Il soupire et me tend une nouvelle tasse de thé.
- Les gens parlent, Aria. Les fausses rumeurs sur ta relation avec Hyujin ne font qu’ajouter de l’huile sur le feu.
Je me sens rougir à l’évocation de Hyujin.
- Que devons-nous faire alors ?
- Je veux que tu prennes plus de responsabilités. Officiellement, tu n’es pas dirigeante, c’est vrai, mais j’aimerais que tu m’aides quand même à diriger. Tu ne peux plus te permettre de mener ton enquête. Ta place est à mes côtés, dans ce temple. Le peuple a besoin de toi, Aria.
- Tu me demandes de… remplacer Mère ?
- Oui. Dirigeons ensemble en attendant que la situation se calme, et que je te trouve un époux.
À ces mots, je grimace. Je ne veux pas me marier, et encore moins avec une personne que je n’ai pas choisie. Je pense à nouveau à Hyujin et soupire.
- Aria, tu comprends ce que je te dis, n’est-ce pas ? Tu comprends à quel point c’est important que tu sois présente ?
Je hoche la tête, mais un poids pèse sur ma poitrine. Je sais que mon père a raison, pourtant, maintenant que je dois prendre la place de ma mère et diriger, je suis terrifiée. Surtout si l’on ajoute la perspective d’un mariage avec un inconnu.
- Oui, je comprends. Mais je ne peux pas abandonner ce que j’ai commencé.
Il fronce les sourcils.
- C’est comme ça, tu dois d’adapter. C’est ça, être dirigeant. S’adapter, encore et encore, pour satisfaire le peuple et maintenir l’ordre dans la cité.

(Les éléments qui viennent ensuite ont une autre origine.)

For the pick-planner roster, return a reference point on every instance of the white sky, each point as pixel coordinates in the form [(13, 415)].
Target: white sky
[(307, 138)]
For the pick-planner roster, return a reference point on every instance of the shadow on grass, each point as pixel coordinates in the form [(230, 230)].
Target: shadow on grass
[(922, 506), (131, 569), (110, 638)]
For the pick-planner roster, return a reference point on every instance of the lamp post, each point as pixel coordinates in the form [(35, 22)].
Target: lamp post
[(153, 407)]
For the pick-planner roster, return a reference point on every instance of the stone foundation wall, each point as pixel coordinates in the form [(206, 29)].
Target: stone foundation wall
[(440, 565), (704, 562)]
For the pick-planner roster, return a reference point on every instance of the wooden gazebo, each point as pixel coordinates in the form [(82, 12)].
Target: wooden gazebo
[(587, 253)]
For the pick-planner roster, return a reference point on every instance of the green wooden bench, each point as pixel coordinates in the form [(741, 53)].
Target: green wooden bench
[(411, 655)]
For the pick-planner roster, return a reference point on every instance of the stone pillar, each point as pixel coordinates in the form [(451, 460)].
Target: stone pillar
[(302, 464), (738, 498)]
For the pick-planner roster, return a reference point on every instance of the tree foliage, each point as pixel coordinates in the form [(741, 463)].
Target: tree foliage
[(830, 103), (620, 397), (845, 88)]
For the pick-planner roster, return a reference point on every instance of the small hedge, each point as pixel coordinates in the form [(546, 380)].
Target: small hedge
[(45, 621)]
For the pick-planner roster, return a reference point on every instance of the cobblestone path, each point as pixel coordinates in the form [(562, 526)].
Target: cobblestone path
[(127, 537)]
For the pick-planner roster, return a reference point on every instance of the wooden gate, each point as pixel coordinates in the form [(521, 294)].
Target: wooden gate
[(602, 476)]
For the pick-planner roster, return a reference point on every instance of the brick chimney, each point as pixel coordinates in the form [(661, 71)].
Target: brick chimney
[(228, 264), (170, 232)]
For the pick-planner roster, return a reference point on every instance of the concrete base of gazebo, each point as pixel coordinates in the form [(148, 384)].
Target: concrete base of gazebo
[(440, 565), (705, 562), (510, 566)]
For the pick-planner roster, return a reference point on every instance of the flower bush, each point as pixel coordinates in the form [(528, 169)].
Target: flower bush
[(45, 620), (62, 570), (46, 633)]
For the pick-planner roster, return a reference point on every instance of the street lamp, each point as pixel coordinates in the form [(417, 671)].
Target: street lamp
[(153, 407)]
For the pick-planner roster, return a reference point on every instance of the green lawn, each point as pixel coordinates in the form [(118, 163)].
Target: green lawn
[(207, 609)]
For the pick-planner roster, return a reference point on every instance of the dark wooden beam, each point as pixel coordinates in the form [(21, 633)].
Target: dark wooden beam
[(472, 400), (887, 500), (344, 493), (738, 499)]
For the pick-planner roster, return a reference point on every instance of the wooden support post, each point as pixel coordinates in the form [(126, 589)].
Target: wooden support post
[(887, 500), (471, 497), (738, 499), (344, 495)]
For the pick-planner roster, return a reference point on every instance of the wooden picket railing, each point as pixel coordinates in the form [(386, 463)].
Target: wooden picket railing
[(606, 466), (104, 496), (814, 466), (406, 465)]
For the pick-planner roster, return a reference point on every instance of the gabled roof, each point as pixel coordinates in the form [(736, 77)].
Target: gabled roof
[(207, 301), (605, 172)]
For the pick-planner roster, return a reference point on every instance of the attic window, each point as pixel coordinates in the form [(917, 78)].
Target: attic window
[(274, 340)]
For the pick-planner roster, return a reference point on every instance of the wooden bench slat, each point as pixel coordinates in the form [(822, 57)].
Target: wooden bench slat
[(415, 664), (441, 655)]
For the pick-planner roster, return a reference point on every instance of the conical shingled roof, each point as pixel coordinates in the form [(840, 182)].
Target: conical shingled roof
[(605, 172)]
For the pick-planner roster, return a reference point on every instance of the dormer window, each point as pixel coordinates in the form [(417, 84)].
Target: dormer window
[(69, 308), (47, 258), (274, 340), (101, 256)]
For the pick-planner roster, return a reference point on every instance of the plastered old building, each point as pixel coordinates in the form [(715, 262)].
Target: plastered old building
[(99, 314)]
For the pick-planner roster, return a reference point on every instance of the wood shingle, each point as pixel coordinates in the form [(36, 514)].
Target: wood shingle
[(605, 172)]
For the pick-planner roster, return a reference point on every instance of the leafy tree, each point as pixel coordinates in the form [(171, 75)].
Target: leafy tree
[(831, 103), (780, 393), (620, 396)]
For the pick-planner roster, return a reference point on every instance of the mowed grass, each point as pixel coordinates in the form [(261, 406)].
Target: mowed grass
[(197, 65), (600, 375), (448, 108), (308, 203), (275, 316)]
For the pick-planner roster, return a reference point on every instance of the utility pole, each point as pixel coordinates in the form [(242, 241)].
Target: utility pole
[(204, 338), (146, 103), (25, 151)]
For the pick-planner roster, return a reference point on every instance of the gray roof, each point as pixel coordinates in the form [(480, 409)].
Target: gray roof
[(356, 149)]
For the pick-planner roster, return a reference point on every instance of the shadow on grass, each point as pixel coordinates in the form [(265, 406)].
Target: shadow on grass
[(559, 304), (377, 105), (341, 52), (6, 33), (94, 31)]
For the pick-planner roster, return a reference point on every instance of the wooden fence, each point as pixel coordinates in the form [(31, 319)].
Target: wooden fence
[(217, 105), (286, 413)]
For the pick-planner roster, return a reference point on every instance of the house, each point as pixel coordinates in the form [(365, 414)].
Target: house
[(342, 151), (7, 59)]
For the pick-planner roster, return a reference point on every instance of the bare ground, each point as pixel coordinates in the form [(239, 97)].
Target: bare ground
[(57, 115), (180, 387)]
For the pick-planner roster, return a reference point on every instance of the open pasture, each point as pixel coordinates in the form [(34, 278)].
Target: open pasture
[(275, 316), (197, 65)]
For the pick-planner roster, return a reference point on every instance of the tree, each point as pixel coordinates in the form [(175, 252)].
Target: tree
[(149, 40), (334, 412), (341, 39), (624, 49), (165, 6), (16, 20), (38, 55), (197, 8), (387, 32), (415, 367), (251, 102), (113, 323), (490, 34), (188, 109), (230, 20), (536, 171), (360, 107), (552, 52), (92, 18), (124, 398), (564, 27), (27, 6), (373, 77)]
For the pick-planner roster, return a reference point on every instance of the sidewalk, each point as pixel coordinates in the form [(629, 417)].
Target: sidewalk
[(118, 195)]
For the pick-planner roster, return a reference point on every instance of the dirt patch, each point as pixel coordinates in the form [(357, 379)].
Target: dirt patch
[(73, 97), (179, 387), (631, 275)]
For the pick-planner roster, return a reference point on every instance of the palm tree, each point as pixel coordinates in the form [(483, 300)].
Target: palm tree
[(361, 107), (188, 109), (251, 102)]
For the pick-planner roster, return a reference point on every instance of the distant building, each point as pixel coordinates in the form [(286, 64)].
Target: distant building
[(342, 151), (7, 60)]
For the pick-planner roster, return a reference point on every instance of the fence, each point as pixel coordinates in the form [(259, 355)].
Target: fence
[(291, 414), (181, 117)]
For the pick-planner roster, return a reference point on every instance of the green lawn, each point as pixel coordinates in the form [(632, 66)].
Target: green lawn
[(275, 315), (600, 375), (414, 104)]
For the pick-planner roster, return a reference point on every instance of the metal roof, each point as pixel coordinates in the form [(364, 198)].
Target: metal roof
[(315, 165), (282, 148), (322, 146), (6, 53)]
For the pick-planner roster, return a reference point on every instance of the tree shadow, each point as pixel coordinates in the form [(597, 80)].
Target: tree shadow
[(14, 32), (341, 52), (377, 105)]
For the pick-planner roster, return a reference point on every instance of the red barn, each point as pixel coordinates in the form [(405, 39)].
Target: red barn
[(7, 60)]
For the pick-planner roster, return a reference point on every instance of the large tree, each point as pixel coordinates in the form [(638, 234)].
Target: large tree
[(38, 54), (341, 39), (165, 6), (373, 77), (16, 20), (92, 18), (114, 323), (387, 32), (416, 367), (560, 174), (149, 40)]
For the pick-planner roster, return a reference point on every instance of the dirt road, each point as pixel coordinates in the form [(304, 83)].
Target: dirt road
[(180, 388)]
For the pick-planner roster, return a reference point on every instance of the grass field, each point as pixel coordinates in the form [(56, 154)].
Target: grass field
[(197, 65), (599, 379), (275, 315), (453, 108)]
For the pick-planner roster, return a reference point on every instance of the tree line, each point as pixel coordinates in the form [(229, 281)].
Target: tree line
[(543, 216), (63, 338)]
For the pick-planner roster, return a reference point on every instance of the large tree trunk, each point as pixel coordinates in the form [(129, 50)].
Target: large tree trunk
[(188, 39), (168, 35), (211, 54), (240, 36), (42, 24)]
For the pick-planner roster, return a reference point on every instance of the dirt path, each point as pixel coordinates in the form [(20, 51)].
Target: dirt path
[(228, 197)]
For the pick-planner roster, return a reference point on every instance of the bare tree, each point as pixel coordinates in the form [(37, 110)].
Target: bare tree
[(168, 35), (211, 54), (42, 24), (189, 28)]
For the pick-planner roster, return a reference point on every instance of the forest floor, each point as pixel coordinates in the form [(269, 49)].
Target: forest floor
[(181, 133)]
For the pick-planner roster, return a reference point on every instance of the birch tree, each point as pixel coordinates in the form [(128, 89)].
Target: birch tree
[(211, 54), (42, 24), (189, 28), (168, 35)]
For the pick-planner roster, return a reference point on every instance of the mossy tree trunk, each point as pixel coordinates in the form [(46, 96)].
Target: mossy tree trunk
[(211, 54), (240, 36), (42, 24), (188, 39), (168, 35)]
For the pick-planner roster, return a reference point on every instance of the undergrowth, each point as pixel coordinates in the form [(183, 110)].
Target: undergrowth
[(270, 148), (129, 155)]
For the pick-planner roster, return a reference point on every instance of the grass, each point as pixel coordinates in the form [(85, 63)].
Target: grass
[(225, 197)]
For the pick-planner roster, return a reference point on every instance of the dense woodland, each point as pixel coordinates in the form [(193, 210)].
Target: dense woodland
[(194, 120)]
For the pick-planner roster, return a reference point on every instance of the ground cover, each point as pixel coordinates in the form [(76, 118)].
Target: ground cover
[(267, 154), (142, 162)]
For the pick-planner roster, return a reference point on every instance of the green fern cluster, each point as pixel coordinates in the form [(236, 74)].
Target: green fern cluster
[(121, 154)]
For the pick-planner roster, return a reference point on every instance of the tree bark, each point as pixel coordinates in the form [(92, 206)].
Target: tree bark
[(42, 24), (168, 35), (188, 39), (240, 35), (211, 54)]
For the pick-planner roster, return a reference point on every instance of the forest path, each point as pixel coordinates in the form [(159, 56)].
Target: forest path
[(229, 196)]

Ta mère a sacrifié beaucoup pour protéger ce que nous avons. Maintenant, c’est à toi de le faire.
- Que dois-je faire ?
- D’abord, nous allons rencontrer ensemble les dirigeants d’autres temples puissants, en particulier ceux du Lotus.
Mon coeur se serre à l’idée de parler avec Seok et Hana.
- D’accord.
Mon père me sourit.
- Je savais que tu comprendrais, Aria. Nous partons demain matin. Sois prête. On en profitera pour ramener Hyujin chez lui.
Je quitte presque en courant le pavillon pour rejoindre le jardin où m’attend Hyujin. Je repousse mes larmes. Je ne veux pas diriger, pas maintenant. Je ne peux pas abandonner mon enquête, je ne veux pas abandonner Hyujin.
- Hyujin, lancé-je, la voix tremblante.
Il remarque mes yeux embués de larmes et fronce les sourcils.
- Que s’est-il passé ?
- Je… je dois aider mon père à diriger, je ne peux plus t’aider, je suis contrainte de rester au temple.
Il ne dit rien et continue de me regarder.
- Et… je vais me marier, Hyujin ! Mon père doit me trouver un époux.
Ce n’est pas juste. Pourquoi mon père a pu choisir sa femme et moi non ? Il a repoussé toutes les prétendantes que ses parents lui ont présenté, mais moi, il me force à me marier à la personne de son choix. L’idée que les parents de Hyujin soit, eux aussi, en train de lui chercher une épouse, me brise le coeur.
- C’était prévisible.
Je lève les yeux vers lui. Il a une tête d’enterrement.
- On était destinés à ça : les mariages forcés, diriger… Au fond, tu aurais dû te douter que ça finirait ainsi. La situation est critique, ton père fait passer le peuple avant toi.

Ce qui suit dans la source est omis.